I slept well last night. But to sleep in a childless house no longer felt comfortable and safe the way it did before I had my babies. Part of me can remember a time when I was free to turn on any light in the house at eleven o'clock, when I could watch TV as loud as I wanted and sleep in late. But that's no longer a norm my children are disturbing - that seems like a weird, alien way of life. I actually set the alarm last night, but I didn't need it - I woke up to a sun-filled room at 6:56, and the deep stillness of the house felt not peaceful but empty.

15 comments:

Swistle said...

Ug, I KNOW! What will we DO??

wheelsonthebus said...

it is not easy to describe an absence. you did it so well.

Jen said...

Sent my oldest off to college this week and all I can say is, well, they definitely do go away!

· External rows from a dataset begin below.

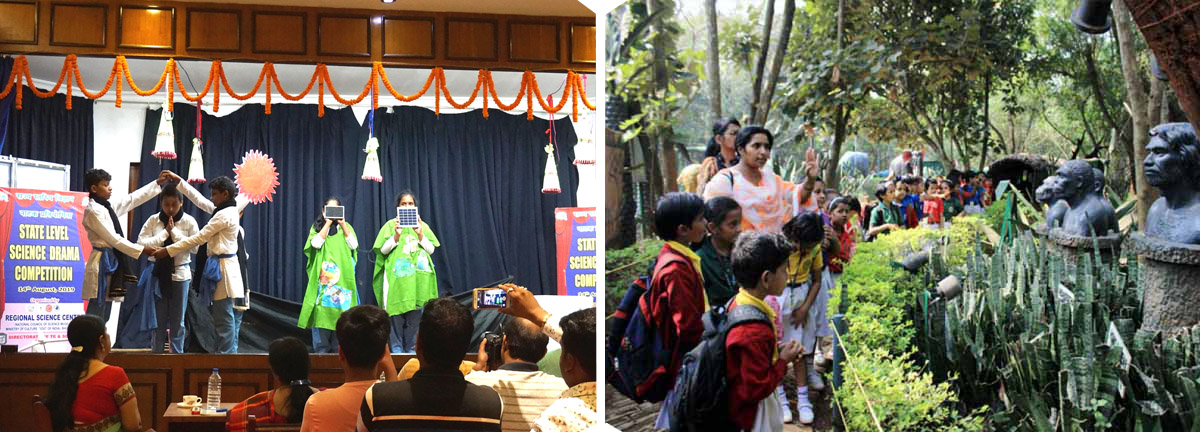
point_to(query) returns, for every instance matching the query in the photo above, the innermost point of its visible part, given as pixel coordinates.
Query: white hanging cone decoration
(165, 144)
(550, 185)
(196, 169)
(371, 171)
(585, 148)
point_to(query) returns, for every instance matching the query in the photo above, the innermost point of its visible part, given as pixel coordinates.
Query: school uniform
(171, 299)
(223, 270)
(107, 239)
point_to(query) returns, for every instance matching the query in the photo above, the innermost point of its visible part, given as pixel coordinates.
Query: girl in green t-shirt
(331, 252)
(403, 275)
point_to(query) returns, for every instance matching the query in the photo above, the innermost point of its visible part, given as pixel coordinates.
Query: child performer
(171, 277)
(223, 273)
(101, 220)
(405, 279)
(331, 252)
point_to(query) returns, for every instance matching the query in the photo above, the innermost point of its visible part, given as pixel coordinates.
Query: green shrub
(900, 396)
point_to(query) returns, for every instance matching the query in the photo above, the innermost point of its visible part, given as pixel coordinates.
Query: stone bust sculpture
(1173, 166)
(1089, 213)
(1050, 193)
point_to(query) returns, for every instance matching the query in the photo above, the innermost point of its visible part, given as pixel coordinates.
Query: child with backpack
(727, 383)
(676, 298)
(804, 306)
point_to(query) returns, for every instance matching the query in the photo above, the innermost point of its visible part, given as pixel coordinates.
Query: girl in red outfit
(754, 365)
(87, 394)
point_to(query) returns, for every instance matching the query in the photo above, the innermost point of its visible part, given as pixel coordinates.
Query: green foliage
(900, 396)
(880, 298)
(624, 265)
(1054, 346)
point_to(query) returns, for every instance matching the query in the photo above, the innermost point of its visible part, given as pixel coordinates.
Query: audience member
(289, 364)
(525, 390)
(437, 397)
(753, 364)
(363, 333)
(724, 222)
(87, 394)
(576, 407)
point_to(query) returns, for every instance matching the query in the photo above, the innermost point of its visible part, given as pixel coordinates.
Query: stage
(159, 379)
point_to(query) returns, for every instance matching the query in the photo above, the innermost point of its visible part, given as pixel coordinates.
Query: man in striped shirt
(525, 390)
(437, 397)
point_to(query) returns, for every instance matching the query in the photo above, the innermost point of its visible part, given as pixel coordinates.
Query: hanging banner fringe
(169, 79)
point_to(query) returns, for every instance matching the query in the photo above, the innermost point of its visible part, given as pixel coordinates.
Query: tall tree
(768, 17)
(714, 60)
(777, 64)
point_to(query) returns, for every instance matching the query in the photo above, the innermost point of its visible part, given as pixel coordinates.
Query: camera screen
(492, 299)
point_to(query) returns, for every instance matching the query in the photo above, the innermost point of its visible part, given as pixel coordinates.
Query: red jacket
(749, 349)
(677, 304)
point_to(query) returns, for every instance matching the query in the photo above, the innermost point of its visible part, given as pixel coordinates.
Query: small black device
(335, 213)
(490, 298)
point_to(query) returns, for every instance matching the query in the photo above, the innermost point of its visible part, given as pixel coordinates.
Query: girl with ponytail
(87, 394)
(283, 405)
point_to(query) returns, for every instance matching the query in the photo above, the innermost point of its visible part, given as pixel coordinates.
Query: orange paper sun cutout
(256, 177)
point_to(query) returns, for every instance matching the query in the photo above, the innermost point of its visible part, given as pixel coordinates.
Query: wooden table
(181, 420)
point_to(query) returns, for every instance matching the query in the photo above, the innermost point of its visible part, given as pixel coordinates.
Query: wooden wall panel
(280, 33)
(78, 25)
(529, 41)
(214, 30)
(297, 35)
(343, 35)
(18, 22)
(408, 37)
(147, 27)
(472, 39)
(583, 43)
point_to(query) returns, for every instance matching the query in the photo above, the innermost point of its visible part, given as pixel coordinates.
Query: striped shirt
(433, 400)
(525, 390)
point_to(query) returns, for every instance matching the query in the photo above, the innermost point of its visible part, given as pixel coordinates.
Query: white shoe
(804, 408)
(783, 402)
(815, 382)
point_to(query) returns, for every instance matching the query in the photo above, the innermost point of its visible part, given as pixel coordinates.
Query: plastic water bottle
(214, 401)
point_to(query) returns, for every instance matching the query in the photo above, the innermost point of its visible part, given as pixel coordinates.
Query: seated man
(437, 397)
(576, 407)
(363, 335)
(525, 389)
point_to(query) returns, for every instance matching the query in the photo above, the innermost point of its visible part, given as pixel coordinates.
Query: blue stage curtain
(45, 130)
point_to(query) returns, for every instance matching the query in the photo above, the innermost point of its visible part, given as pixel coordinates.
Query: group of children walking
(403, 276)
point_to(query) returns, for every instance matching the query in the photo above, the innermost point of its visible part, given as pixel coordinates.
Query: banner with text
(42, 265)
(575, 231)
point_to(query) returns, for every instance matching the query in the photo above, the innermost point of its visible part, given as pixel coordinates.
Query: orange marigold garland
(256, 177)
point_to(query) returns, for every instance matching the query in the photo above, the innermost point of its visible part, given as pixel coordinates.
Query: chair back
(41, 417)
(252, 425)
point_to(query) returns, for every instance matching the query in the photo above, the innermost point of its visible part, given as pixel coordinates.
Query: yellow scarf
(695, 262)
(745, 298)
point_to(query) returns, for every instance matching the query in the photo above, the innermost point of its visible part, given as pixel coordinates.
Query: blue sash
(208, 285)
(107, 268)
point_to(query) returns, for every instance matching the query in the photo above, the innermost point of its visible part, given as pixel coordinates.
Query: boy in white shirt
(222, 270)
(101, 220)
(172, 276)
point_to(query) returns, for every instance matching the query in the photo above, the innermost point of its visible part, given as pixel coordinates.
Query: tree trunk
(768, 17)
(1139, 103)
(664, 136)
(777, 63)
(714, 60)
(832, 177)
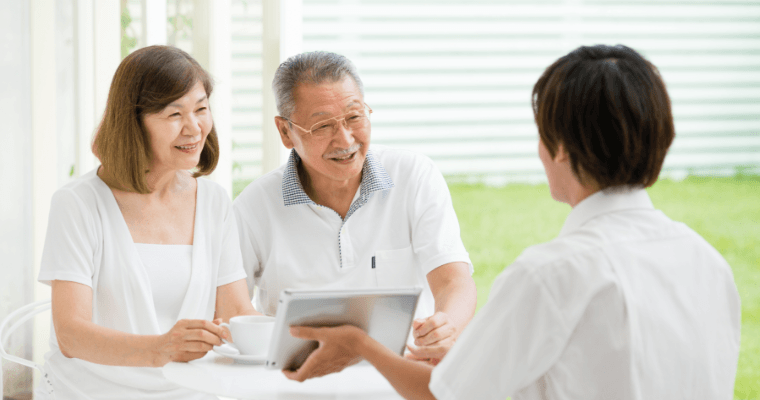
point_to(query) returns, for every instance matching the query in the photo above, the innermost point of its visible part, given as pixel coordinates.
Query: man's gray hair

It's not that he's been gone long (and he's actually in our same city), but much more the dawning realization that this was it -- summers and holidays he'll likely be home, but probably not every summer and holiday. We're finished with that stage of life with him, forever.

We spent the weekend looking at our 15 and 7 year old and thinking how very quickly those 3 and 11 years are going to go.

painted maypole said...

we don't have to tip toe, because once MQ is out, she's out, and has never required that kind of silence (thank goodness!) but it is SO weird to go to bed with her door wide open and her bed empty.

Nicole said...

The house always seems so strange without the kids in it. It takes me a while to get used to them not being there when they are at school!

Beck said...

I've never had my house all to myself, because The Baby is still a smidge too young for overnighters - but the house felt completely empty when The Girl went to camp for a week. We were bereft.

Gwen said...

even our cat freaks out on the rare occasions that both kids are gone. while i get what you're saying, after weeks of one or another or both children being up all night, i could do with a little of that empty (look, i'm so tired, i've even given up caps.).

Bon said...

it has happened to me too. me, the night owl, who now wakes out of habit at 5 or 6 am at least to open my eyes and ears and check that nobody is needing me.

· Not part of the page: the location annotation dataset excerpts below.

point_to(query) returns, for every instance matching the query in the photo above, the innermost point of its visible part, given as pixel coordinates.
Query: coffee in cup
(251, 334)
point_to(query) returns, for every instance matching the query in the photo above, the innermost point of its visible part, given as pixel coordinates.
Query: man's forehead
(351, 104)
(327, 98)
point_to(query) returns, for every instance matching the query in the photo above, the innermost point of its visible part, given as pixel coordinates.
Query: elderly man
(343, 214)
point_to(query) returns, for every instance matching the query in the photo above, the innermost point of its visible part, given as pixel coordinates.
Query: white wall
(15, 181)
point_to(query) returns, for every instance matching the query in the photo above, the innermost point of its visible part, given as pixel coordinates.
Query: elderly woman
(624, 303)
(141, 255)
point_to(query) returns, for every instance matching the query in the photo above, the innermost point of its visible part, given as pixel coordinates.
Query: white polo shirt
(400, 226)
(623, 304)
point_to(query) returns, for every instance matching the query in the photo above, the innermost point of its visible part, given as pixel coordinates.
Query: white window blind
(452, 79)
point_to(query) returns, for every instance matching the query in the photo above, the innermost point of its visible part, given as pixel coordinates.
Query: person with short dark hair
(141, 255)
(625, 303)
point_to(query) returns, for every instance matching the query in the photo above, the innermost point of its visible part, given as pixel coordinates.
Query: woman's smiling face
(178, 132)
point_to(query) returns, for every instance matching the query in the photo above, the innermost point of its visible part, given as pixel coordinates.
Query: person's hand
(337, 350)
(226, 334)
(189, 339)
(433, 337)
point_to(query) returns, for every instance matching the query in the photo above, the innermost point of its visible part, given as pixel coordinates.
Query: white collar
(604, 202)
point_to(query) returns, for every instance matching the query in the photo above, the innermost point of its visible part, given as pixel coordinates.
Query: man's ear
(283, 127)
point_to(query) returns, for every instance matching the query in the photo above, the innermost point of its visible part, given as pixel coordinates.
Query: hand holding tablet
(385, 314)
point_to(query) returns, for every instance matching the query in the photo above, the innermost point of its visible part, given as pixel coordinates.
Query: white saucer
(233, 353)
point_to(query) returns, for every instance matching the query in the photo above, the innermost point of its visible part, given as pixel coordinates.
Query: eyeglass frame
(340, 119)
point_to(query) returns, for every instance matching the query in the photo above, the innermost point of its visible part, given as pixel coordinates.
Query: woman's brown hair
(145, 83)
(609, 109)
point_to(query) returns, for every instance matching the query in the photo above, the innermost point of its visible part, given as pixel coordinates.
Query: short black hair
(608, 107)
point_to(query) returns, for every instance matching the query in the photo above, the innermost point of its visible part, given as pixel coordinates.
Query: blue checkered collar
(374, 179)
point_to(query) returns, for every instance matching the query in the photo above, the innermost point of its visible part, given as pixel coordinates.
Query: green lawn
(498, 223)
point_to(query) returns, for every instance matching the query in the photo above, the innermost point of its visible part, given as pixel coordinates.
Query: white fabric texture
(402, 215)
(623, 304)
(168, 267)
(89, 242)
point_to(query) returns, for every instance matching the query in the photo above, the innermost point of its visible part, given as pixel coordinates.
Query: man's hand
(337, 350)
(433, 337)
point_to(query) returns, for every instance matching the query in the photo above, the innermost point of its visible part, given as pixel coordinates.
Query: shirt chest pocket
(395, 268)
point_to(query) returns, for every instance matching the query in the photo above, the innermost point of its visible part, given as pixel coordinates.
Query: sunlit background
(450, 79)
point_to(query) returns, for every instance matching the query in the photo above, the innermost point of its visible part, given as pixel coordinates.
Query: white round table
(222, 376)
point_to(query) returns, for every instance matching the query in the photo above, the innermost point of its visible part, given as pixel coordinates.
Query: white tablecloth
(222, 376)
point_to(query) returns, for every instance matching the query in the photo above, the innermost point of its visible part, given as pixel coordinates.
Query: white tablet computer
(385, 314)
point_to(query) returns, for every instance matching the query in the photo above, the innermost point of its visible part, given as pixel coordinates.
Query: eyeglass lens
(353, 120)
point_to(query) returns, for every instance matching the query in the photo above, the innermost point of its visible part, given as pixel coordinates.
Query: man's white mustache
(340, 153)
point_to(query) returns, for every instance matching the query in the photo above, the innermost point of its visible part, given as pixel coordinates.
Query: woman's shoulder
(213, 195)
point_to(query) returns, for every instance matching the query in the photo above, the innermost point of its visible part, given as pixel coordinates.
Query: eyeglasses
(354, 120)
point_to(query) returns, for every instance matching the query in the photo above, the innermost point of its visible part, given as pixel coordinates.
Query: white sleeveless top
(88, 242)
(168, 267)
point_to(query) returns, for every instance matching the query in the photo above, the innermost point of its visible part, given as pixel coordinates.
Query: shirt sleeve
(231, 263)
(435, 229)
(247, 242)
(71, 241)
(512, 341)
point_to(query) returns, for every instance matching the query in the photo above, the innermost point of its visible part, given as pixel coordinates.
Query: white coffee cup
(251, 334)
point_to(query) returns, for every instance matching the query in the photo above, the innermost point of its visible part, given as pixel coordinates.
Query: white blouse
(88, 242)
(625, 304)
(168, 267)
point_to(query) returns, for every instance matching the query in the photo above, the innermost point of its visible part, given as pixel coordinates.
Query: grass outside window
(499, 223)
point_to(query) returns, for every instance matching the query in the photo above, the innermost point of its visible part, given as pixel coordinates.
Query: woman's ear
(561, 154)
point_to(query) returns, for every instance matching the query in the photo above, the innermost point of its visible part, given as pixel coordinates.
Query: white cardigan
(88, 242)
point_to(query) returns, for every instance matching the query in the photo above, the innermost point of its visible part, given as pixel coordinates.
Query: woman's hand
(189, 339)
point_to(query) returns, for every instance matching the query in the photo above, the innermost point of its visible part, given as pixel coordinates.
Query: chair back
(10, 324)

and if they were not here it would take days, i think, to begin to relax out of that expectation of them. they are my normal, now. which some part of my brain finds bizarre, clockwise. and the rest finds...well...good.

Veronica Mitchell said...

Since my last baby started sleeping through the night, I sleep like the dead. I am out within three minutes of lying down, and I do not regain consciousness until the morning cries or alarm around 6.

But I had a couple hours of silence this week when my oldest was at school and my three youngest were napping. It was weird. I did not know how to enjoy it properly.

Karen said...

yes, last year we went away from our anniversary. we picked an easy close by spot we knew well, in case, we had to run home as Theo was still 2. It was a seaside town with a pier full of shops and galleries. We walked up and down twice before realizing we could go into any shop or gallery that we wanted -stroller free and kid free. For years we'd be walking up and down the same pier with sense that the fuss wouldn't be worth it. It is like we had been inoculated against grown-up fun!

Kelly said...

Isn't it strange? And I also think, not fair. We spend so much time pining for moments away, and when they finally become ours, we then pine for those little bodies and loud voices.

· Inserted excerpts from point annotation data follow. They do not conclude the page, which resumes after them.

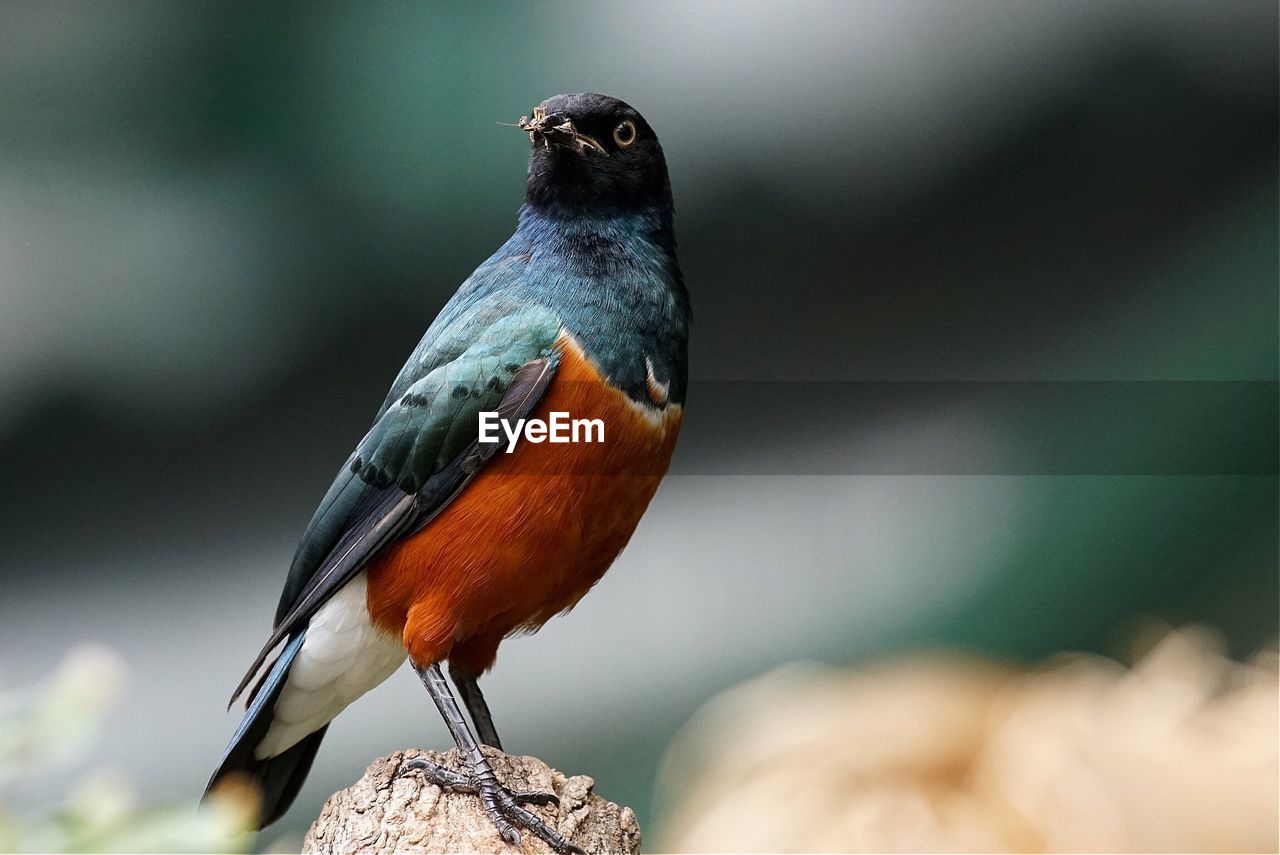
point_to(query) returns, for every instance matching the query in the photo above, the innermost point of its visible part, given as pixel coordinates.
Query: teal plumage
(593, 259)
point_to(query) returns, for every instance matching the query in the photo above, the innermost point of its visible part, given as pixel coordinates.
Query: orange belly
(531, 534)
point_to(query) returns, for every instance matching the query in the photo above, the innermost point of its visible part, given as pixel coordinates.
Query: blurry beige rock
(955, 754)
(387, 812)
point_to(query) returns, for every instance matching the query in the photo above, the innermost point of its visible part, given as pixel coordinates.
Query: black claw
(535, 798)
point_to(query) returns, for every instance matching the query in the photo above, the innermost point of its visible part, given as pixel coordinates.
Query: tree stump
(392, 812)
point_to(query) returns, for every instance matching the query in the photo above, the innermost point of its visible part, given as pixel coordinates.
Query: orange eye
(625, 133)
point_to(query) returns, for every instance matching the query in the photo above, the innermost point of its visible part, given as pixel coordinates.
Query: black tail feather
(277, 778)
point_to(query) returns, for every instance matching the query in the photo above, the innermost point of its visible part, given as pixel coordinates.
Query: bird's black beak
(557, 129)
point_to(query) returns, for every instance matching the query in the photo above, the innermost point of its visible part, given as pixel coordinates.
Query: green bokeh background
(1011, 227)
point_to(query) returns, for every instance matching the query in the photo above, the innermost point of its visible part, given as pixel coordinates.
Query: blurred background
(984, 352)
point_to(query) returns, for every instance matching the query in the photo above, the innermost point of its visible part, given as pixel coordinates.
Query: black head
(593, 154)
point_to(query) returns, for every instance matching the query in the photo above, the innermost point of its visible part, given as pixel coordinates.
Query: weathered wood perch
(389, 812)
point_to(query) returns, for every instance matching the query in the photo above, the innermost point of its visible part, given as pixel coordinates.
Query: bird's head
(593, 152)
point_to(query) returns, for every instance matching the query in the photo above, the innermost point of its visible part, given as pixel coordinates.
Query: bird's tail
(277, 778)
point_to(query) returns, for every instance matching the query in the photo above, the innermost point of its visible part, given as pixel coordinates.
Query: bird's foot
(503, 807)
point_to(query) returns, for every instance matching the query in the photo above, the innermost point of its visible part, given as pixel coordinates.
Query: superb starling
(432, 543)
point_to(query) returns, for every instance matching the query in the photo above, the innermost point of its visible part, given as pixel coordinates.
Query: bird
(433, 545)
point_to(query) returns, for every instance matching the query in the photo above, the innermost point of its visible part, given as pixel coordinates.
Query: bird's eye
(625, 133)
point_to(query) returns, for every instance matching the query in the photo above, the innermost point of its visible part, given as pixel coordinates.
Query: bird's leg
(504, 808)
(469, 686)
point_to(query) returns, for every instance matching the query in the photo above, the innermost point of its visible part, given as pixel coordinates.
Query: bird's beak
(557, 129)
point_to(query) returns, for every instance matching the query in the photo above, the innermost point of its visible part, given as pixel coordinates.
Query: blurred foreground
(50, 731)
(958, 754)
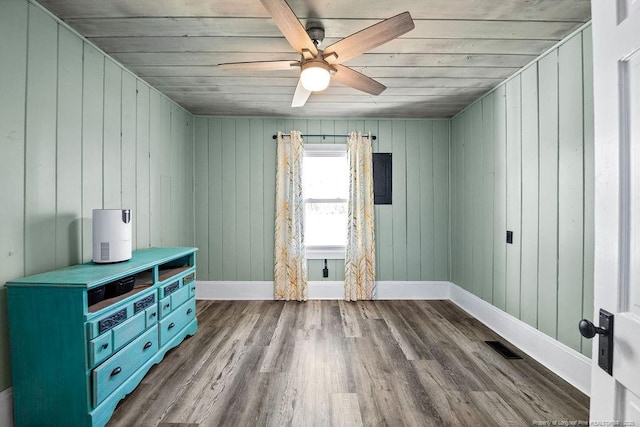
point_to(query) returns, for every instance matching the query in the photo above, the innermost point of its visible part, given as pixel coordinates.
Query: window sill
(325, 252)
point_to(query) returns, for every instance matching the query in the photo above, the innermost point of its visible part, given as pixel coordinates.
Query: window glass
(326, 187)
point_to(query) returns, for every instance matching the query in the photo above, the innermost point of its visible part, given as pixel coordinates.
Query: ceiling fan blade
(350, 77)
(260, 65)
(300, 96)
(289, 25)
(371, 37)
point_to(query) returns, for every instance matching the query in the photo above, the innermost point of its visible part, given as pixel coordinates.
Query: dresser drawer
(121, 313)
(152, 315)
(177, 320)
(165, 307)
(128, 330)
(99, 349)
(179, 297)
(115, 371)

My husband and I spent a weekend away from this kids at the beginning of summer. We did enjoy it, certainly. But there was, as you put it, a certain emptiness about not sharing it with them.

Kyla said...

It IS weird.

HarryJack's Mom said...

Thank you for describing that so well. Mine went to kindergarten this week, and the day-house definitely has a different vibe than the nite-house. I can only imagine the emptiness of them not actually being there overnite...not ready yet ;-)

Amanda said...

I read a post the other day that said, "Did they ever not exist?" I ache with knowing that this won't always be.

Spot on.

the new girl said...

I like this post. I remember that feeling coming home from the hospital, too.

Like, this baby LIVES here now, with US.